Aug. 15, 2016
By: Michael Feldman
OpenAI, a non-profit research company devoted to advancing artificial intelligence, has become one of the proud owners of a DGX-1, NVIDIA’s so-called “supercomputer in a box,” a server specifically designed for machine learning work. The system, which was hand-delivered to the company’s headquarters in San Francisco by NVIDIA CEO Jen-Hsun Huang, will be used to run some of OpenAI’s most computationally challenging applications.
NVIDIA CEO Jen-Hsun Huang and OpenAI Co-Founder Elon Musk with DGX-1
More generally, the DGX-1 will be used to support the company’s mission, namely to “advance digital intelligence in the way that is most likely to benefit humanity as a whole, unconstrained by a need to generate financial return.” The non-profit is being backed by Silicon Valley icons like Elon Musk and Peter Theil, and managed to attract more than a $1 billion worth of funding at the time it was founded in December 2015. The company only expects to spend a tiny fraction of that amount over the next few years.
One of main technologies OpenAI is employing to develop more advanced AI is a type of unsupervised learning known as generative modeling. In a nutshell, the technique works by collecting a large amount of data -- images, sounds, text, whatever – which is then used to train a model that can generate data similar it. In that sense, the model has to “understand” the nature of the data, rather than just identify other examples of it.

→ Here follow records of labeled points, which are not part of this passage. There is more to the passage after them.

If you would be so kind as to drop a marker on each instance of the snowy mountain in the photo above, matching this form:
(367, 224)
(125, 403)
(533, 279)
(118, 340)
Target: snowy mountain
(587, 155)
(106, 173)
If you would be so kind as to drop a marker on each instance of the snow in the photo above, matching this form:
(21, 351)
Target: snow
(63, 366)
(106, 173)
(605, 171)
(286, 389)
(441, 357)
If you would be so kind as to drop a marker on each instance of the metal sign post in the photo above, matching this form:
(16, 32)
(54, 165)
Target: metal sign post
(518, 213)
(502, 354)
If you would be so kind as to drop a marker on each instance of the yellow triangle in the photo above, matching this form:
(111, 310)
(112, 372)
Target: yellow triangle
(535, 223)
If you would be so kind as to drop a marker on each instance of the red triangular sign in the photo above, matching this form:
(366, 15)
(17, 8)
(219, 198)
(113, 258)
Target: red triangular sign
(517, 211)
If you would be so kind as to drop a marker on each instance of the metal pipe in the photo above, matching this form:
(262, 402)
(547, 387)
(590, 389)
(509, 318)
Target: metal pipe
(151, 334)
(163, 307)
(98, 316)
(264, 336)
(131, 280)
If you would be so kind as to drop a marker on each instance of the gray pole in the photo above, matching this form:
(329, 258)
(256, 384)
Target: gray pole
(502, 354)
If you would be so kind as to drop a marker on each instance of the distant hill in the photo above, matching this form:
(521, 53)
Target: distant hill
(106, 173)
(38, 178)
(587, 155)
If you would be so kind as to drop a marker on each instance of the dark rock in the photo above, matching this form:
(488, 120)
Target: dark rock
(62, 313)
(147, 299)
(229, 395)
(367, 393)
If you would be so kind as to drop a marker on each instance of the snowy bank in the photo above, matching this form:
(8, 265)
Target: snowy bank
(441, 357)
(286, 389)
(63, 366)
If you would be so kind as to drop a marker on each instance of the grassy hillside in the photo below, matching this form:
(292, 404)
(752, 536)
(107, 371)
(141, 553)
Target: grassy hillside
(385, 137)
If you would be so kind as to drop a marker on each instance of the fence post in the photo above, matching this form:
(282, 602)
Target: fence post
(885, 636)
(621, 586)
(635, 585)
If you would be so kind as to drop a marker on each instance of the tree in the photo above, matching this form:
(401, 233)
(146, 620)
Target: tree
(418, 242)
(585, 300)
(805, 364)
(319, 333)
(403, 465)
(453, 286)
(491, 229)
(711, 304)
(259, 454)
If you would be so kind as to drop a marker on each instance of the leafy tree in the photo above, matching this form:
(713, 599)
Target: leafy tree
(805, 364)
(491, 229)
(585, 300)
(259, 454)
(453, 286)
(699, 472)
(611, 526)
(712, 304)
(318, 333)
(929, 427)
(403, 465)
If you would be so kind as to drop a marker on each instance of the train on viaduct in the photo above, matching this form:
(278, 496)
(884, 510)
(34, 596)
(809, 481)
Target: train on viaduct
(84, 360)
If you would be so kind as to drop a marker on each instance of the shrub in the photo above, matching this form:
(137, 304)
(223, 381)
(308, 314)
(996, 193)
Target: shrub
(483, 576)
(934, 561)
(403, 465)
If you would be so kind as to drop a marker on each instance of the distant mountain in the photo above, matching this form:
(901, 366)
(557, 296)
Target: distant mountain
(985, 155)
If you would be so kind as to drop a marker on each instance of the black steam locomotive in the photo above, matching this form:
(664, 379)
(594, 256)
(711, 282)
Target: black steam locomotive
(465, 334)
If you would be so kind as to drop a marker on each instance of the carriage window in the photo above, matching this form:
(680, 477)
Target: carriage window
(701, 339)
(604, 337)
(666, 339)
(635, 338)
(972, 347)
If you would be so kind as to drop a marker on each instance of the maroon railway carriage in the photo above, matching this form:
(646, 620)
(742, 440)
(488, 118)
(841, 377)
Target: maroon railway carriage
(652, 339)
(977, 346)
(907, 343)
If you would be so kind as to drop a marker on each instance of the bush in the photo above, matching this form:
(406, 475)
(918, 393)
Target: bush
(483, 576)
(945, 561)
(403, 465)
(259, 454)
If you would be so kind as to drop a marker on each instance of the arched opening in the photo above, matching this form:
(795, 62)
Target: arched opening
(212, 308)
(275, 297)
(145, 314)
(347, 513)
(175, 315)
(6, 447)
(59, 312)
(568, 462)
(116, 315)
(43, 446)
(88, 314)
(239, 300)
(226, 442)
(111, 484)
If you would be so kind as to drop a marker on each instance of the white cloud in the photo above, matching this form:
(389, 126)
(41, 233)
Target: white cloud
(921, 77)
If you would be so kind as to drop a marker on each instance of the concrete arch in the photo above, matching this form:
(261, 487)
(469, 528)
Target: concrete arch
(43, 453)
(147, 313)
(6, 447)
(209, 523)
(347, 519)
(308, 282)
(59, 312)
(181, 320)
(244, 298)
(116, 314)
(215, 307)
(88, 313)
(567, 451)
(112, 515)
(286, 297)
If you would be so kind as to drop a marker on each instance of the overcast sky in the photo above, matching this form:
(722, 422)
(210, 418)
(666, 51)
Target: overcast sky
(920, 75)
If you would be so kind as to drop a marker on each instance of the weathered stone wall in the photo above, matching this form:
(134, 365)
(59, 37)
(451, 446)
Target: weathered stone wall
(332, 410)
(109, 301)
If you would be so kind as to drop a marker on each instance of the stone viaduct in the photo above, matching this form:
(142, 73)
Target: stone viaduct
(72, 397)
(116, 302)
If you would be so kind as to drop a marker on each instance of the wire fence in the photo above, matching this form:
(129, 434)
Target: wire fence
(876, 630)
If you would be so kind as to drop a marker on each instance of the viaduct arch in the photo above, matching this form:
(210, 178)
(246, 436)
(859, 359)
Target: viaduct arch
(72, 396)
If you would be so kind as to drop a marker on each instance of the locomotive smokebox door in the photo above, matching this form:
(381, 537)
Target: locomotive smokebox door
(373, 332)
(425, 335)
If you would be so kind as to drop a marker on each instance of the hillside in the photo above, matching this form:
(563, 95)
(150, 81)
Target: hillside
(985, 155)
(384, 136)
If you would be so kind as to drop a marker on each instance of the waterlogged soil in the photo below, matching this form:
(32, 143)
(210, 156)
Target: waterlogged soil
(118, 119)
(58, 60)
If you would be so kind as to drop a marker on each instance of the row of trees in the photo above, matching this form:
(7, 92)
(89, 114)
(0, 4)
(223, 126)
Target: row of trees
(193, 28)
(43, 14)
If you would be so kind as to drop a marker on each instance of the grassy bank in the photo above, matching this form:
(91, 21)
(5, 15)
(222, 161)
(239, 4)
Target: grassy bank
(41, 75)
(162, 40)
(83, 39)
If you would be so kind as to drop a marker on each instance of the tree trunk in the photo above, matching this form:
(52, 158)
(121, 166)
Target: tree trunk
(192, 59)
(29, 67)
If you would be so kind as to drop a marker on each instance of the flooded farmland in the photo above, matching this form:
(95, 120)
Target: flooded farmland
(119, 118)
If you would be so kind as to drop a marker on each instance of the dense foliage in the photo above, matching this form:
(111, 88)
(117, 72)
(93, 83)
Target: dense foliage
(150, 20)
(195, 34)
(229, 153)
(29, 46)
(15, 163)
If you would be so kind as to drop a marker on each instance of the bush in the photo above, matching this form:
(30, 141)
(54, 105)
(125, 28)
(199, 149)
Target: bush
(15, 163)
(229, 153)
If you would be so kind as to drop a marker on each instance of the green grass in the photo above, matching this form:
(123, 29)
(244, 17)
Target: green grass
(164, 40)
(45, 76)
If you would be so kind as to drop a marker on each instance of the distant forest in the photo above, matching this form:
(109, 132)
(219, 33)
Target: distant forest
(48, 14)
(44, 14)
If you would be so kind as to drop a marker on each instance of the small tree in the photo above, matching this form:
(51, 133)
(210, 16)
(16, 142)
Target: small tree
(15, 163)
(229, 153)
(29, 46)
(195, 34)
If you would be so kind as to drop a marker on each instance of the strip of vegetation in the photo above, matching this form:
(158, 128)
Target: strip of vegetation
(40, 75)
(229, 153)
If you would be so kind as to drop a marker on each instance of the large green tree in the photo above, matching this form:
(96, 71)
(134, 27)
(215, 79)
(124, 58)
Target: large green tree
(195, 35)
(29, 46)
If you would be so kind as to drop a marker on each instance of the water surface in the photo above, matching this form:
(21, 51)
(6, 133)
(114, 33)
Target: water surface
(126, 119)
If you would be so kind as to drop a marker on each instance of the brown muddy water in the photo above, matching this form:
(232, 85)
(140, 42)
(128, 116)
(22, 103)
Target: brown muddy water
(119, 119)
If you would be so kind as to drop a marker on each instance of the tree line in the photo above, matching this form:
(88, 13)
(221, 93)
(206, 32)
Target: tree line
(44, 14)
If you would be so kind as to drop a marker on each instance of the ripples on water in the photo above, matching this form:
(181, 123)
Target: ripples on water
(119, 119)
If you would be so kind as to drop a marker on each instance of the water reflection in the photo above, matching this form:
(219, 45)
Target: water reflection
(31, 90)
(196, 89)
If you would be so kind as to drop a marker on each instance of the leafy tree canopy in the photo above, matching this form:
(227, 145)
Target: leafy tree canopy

One of the premier uses cases is creating a digital entity that can hold a conversation with humans. That requires building a model that encapsulates an understanding of how language works and how it’s used to engage people when they talk. Understandably, such a model is hard to train and takes bushels of computing power, which is where the DGX-1 comes in. OpenAI Research Scientist Ilya Sutskever characterized the NVIDIA machine as “a huge advance” and would allow them to explore new sets of problems that could not be attempted before.
The DGX-1 is being offered by NVIDIA as a reference platform of sorts for the Tesla Pascal product, at least until the GPUs become more generally available to OEMs and system integrators. Each server contains eight P100 GPUs, yielding 170 teraflops (half precision, FP16) of number crunching performance. The GPUs are linked together with NVLink, NVIDIA’s custom interconnect that allows the processors to exchange data with each other at super-fast speeds. The DGX-1 lists for $129,000, but it’s not clear if OpenAI paid for the system or came to some other arrangement with NVIDIA.
In either case, the deployment is good PR for GPU maker, which is looking to establish its new Pascal Tesla GPU as the go-to processor for the rapidly expanding machine learning market. But NVIDIA will have to fight off competition from Intel, with its Knights Landing Xeon Phi, as well as from upstarts like Wave Computing, with its DataFlow Processor Unit. With companies like OpenAI pushing the limits in machine learning, the competition is bound to keep heating up.